Elle s'étira, se leva, ouvrit la fenêtre et alluma la radio.
De la musique rock pour bien se réveiller, rien de tel.
Elle descendit les escaliers en pyjama, et prépara des pancakes pour toute la famille. Sa soeur, de mauvaise humeur, en robe de chambre rose bonbon à peluches, descendit à dix heures et demie pour piquer du gâteau.
- Hé, dit Lily, laisses-en pour les parents !
- Fous moi la paix ! hurla Pétunia, hystérique, tu m'énerves avec tes histoires ! Je prends des pancakes si je veux, et si t'es pas contente, tu peux aller voir ailleurs ! Ils sont vraiment dégueulasses ! cria Pétunia, et en plus d'être cinglée, t'es même pas capable de faire des pancakes ! Maman nous avait appris à en faire quand on avait neuf ans ! T'es vraiment qu'une incapable !

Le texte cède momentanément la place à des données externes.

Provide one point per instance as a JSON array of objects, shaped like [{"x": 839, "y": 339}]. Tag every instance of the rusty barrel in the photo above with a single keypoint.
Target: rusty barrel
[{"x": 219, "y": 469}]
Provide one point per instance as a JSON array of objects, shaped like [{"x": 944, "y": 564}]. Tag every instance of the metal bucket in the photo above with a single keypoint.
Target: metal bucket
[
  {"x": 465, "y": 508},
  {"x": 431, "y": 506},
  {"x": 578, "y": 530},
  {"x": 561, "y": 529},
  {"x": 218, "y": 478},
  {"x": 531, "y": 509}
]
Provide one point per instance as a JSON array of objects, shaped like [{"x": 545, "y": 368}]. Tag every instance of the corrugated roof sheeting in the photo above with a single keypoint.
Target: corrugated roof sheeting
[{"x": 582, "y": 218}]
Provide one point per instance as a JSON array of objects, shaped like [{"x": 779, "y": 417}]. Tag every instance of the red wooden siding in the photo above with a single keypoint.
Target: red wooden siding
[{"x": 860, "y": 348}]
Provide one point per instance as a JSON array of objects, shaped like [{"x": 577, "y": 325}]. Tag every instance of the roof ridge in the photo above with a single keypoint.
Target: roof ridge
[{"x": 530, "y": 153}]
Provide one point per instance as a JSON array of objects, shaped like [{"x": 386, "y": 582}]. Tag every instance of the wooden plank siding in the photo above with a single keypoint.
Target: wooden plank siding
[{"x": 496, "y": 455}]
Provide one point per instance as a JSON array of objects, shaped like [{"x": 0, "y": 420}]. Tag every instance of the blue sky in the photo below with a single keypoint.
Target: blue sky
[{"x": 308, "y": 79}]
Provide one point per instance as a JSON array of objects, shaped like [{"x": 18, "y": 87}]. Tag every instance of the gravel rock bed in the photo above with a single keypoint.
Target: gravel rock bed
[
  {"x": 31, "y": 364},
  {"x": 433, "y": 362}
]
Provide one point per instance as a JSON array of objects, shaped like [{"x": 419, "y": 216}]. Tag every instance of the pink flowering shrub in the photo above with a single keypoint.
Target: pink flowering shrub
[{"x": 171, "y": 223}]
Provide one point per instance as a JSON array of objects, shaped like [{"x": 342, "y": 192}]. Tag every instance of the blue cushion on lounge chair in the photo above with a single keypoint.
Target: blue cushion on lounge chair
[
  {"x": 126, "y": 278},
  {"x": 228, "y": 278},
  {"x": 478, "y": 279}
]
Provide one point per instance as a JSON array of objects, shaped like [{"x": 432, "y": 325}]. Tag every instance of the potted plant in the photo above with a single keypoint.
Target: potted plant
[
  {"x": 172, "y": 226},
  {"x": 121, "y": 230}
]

- T'as bien dormi, Pétunia, à moins que tu te sois faite larguée par ton affreux bonhomme de Vernon ? Et puis je te signale que les pancakes sont meilleurs cuits ! Si tu veux qu'ils soient bons, prends ceux qui viennent de sortir du four.
Non mais vraiment !
Pétunia, visiblement écoeurée de s'être fait humilier, se dirigea rageusement vers sa chambre pour n'en sortir que pour aller se plaindre à sa mère.
N'importe quoi !
Après le petit déjeuner, Lily monta à l'étage pour se doucher. A Pré-Au-Lard, elle avait, dans une boutique de cosmétiques, acheté un gel douche Bulles En Fruits qui, à chaque douche qu'on prenait, faisait pleins de parfums différents. Merveilleux, comme sensation.
Revigorée, elle se demandait bien ce qu'elle pourrait faire de sa journée.
Pour commencer, écrire une lettre à Betty, son autre amie.
Lily s'était perdue le premier jour d'école avec Lena, ne sachant où aller pour le cours de Sortilèges. Elles avaient croisé Betty au troisième étage, perdue elle aussi, terrorisée par un affreux tableau qui la poursuivait, de toile en toile. Pouffant d'abord, Lena et Lily l'avaient suivie, pour ensuite hurler et s'enfuir avec leur future amie.
Lily se demandait toujours si c'était un rituel pour les premières années ou un simple hasard, mais elle avait sa petite idée là-dessus.
Elles s'étaient fait sermonner par leur directrice de Maison, le Professeur Mc Gonagall et avaient raté leur première heure de cours, avec la menace de la lettre aux parents. Pas très glorieux comme première journée.
Souriant à ces souvenirs, Lily termina la matinée en écrivant sa lettre.
Salut, Bet !
Comment tu vas ? Moi, je vais bien, sauf que ma soeur a failli me gâcher la journée. Une histoire de pancakes, j't'expliquerai.
Je me demandais comment ça se passait, en Turquie, c'est bien ?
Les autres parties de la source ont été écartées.